Cantina
Ero un teppista fuggito di casa, non valevo niente nonostante i miei genitori fossero ricchi, tanto ricchi da convincere la polizia a cercarmi quindi quando vidi un poliziotto mi nascosi in una vecchia villa, il giardino era spoglio e le poche piante morte ma mi fornirono comunque un ottimo nascondiglio, era buio quindi non vidi il volto del poliziotto e non me ne accorsi.
Quando si allontanò feci per uscire ma all'improvviso sentii il pianto di una bambina, mi voltai incuriosito, fu allora che lo vidi, la villa... quella vecchia villa in rovina... aveva qualcosa di contorto improvvisamente, sembrava il volto di una persona che piangeva, per qualche strano motivo sembrava che piangesse, poi quel assurdo rumore, un pianto acuto e disperato che mi fece svenire.
Mi svegliai in una stanza completamente buia, cercando di alzarmi caddi per terra, battendo la testa. Intontito cominciai a tastare per terra e trovando il mio marsupio. Sapevo che dentro c'era una torcia, la accesi. Mi trovavo in una stanza completamente chiusa, sia la finestra che la porta, ma dove mi ero? Se fossi rimasto lì sicuramente non avrei combinato nulla così mi riallacciai il marsupio, anche se non mi ricordavo di essermelo slacciato, poi riuscii finalmente ad alzarmi, mi avvicinai alla porta e la aprii.

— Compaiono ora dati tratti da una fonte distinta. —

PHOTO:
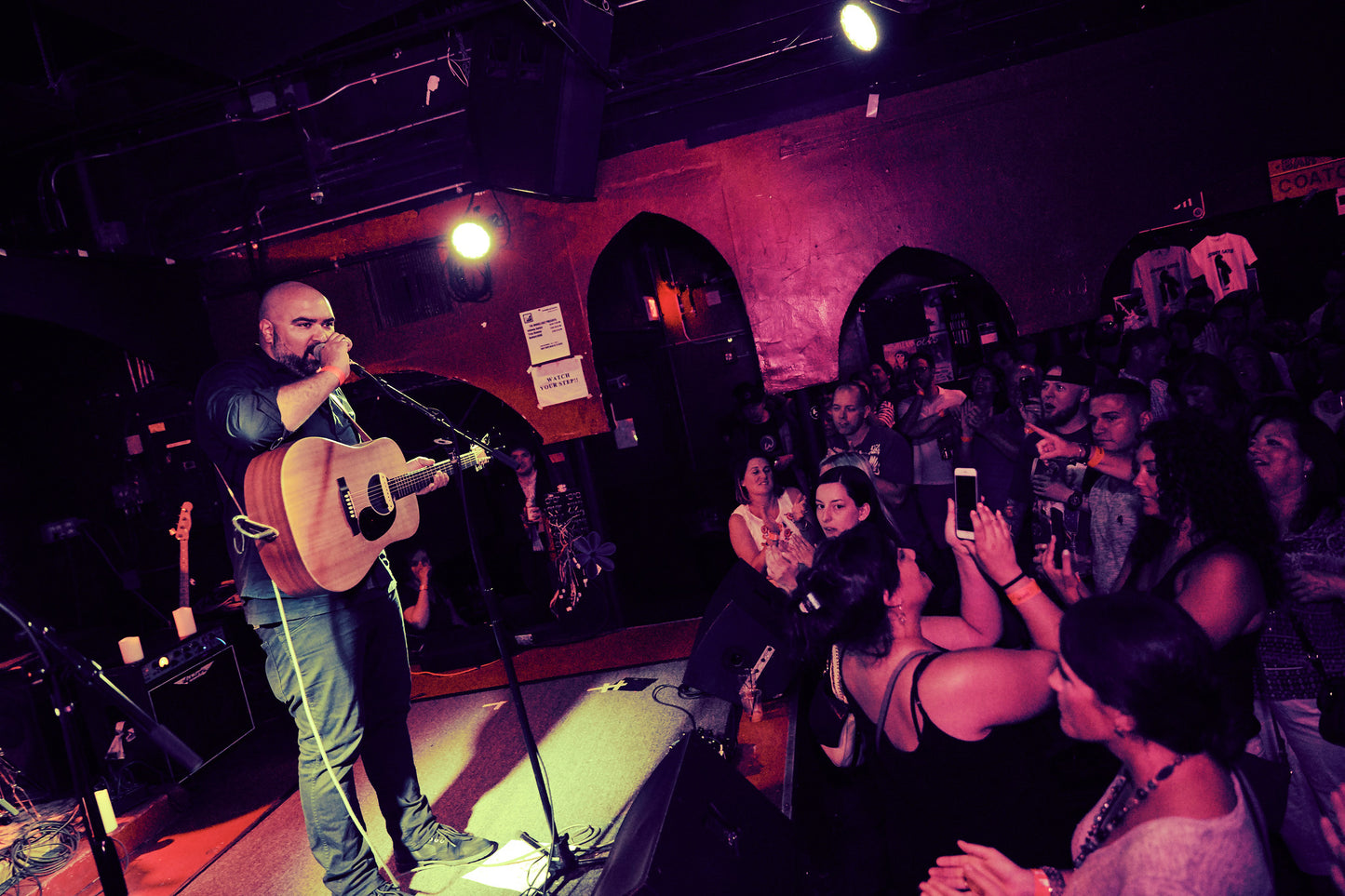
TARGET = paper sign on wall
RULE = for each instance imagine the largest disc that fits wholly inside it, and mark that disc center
(558, 381)
(545, 332)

Uscii in un corridoio buio, provai ad accendere la luce, invano, mi arresi a proseguire al buio con l'aiuto della torcia. Trovai delle scale e scesi al piano. Cosa ci facevo in una villa completamente al buio? Che fosse quella dove mi ero nascosto?
Andai in giro per la villa con il solo aiuto della torcia. Era deserta. Non sentivo alcun rumore venire da fuori, sembrava che la villa fosse in fondo ad un abisso. Era così silenziosa da sembrare innaturale, un incubo ad occhi aperti. Mi affacciai ad una finestra, non si vedeva assolutamente niente. Solo il buio più nero. Provai a puntare la luce fuori ma non aiutò, provai anche ad aprire la finestra ma era bloccata, girovagando trovai una porta che portava fuori.

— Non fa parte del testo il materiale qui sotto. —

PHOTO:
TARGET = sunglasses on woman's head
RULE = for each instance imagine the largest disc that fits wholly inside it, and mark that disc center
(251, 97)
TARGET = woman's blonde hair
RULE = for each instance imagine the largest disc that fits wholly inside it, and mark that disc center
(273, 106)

Ovviamente non si aprì. Ero bloccato in una villa che sembrava in fondo all'oceano.
Ad un certo punto sentii uno strano rumore, sembrava che qualcuno strisciasse per terra. Mi girai, in cerca dell'oggetto che potesse causare un rumore tanto angosciante, solo per vedere un'ombra fuggire dalla luce, cercai di inseguirla. Non l'avessi mai fatto, ciò che vidi mi fece capire in che situazione mi trovavo. Non era nulla che potesse esistere nel mondo reale, era un essere strisciante completamente nero. Intravidi dei lineamenti umani ma ormai quell'essere di umano aveva ben poco, l'essere mi fissò con i suoi occhi vitrei, muovendo in modo strano e orribile quello che poteva essere la testa. Come gli puntai la luce addosso l'essere scappò via, cosa fosse non ne avevo idea.
Sentii il sangue raggelarmi nelle vene. Un brivido freddo mi salì lungo la schiena, graffiandomela. Mi sentivo svuotato di ogni cosa che potesse infondere vita in un essere vivente. Morto. Cercai di farmi forza, se volevo andarmene da lì dovevo andare avanti.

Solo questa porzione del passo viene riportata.